|Specialty||Hematology and oncology|
Immunoproliferative disorders, also known as immunoproliferative diseases or immunoproliferative neoplasms, are disorders of the immune system that are characterized by the abnormal proliferation of the primary cells of the immune system, which includes B cells, T cells and natural killer (NK) cells, or by the excessive production of immunoglobulins (also known as antibodies).
These disorders are subdivided into three main classes, which are lymphoproliferative disorders, hypergammaglobulinemia, and paraproteinemia. The first is cellular, and the other two are humoral (however, humoral excess can be secondary to cellular excess.)

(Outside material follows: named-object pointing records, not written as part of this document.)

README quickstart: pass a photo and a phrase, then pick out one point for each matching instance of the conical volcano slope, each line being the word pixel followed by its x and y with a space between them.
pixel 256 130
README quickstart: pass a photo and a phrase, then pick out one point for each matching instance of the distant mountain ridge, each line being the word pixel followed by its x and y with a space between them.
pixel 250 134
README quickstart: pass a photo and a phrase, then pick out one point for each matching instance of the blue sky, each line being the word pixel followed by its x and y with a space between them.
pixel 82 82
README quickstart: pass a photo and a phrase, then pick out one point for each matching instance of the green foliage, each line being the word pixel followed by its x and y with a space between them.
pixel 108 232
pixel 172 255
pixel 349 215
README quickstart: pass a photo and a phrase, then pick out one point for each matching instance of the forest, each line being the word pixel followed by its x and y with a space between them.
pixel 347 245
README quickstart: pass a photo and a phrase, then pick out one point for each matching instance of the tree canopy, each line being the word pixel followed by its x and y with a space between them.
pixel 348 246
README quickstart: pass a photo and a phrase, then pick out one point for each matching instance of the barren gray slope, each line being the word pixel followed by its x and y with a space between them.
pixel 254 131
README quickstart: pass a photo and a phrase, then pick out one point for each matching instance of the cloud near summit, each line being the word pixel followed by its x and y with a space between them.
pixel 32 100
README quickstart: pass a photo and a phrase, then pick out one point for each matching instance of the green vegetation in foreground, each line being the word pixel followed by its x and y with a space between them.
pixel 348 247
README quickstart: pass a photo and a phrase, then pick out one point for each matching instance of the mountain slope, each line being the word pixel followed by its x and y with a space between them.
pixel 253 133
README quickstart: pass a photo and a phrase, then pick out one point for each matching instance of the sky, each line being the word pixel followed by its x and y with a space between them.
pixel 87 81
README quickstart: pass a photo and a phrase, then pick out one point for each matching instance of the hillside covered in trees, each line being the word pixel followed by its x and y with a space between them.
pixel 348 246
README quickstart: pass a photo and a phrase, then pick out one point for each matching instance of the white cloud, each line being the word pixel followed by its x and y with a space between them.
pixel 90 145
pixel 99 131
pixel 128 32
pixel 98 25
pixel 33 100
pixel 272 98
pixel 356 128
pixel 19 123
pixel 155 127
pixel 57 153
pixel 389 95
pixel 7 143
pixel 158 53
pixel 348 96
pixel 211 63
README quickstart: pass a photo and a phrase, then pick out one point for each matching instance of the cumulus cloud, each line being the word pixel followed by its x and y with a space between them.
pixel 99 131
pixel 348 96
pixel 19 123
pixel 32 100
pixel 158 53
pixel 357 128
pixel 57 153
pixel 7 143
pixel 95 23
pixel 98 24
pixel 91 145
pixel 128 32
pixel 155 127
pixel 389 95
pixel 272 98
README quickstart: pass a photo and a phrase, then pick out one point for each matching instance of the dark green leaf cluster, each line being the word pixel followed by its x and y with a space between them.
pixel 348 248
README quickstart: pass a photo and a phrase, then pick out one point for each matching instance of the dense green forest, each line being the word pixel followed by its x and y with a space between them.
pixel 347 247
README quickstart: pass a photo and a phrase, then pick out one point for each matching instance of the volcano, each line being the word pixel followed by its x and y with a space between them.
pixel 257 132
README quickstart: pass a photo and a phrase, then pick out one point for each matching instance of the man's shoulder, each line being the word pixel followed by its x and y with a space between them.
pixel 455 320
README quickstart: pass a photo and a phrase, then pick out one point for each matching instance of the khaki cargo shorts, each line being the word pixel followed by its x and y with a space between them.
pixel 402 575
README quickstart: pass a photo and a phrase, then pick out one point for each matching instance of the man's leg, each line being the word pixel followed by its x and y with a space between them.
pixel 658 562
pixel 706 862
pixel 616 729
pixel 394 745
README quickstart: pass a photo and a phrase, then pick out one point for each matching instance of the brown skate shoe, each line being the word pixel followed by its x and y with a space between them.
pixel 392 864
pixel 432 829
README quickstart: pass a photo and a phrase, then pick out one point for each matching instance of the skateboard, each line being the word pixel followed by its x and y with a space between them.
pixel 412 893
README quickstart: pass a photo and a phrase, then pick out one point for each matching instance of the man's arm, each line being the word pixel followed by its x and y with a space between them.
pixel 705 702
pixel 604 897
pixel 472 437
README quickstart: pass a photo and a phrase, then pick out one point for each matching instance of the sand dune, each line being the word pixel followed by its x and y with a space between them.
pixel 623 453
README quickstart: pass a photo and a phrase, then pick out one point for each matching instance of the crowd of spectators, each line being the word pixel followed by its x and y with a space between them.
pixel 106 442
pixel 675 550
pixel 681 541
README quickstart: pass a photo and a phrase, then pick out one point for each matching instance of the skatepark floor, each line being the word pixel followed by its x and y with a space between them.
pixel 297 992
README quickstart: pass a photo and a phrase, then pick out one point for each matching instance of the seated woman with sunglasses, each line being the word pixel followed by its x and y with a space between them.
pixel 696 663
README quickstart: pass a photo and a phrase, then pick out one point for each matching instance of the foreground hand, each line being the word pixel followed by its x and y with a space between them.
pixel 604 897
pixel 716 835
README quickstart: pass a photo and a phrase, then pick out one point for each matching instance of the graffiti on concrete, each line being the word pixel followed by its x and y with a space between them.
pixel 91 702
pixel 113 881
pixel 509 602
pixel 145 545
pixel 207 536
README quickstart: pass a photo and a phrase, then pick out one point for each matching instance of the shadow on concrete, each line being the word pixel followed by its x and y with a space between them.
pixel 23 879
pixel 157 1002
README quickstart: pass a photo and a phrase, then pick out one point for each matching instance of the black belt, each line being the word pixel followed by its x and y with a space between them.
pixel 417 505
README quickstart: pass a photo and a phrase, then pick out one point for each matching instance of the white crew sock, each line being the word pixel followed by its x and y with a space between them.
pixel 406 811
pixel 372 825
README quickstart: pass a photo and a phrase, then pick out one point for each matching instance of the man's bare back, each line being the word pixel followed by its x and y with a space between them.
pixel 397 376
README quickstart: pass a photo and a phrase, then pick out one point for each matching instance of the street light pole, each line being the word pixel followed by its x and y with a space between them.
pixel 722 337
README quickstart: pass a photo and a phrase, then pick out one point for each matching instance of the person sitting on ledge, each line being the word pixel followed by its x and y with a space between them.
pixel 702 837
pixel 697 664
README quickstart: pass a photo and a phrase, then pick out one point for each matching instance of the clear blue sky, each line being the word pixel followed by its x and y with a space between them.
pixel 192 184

- Lymphoproliferative disorders (LPDs) refer to several conditions in which lymphocytes are produced in excessive quantities. They typically occur in patients who have compromised immune systems. This subset is sometimes incorrectly equated with "immunoproliferative disorders".
- Hypergammaglobulinemia is characterized by increased levels of immunoglobulins in the blood serum. Five different hypergammaglobulinemias are caused by an excess of immunoglobulin M (IgM), and some types are caused by a deficiency in the other major types of immunoglobulins.
- Paraproteinemia or monoclonal gammopathy is the presence of excessive amounts of a single monoclonal gammaglobulin (called a paraprotein) in the blood.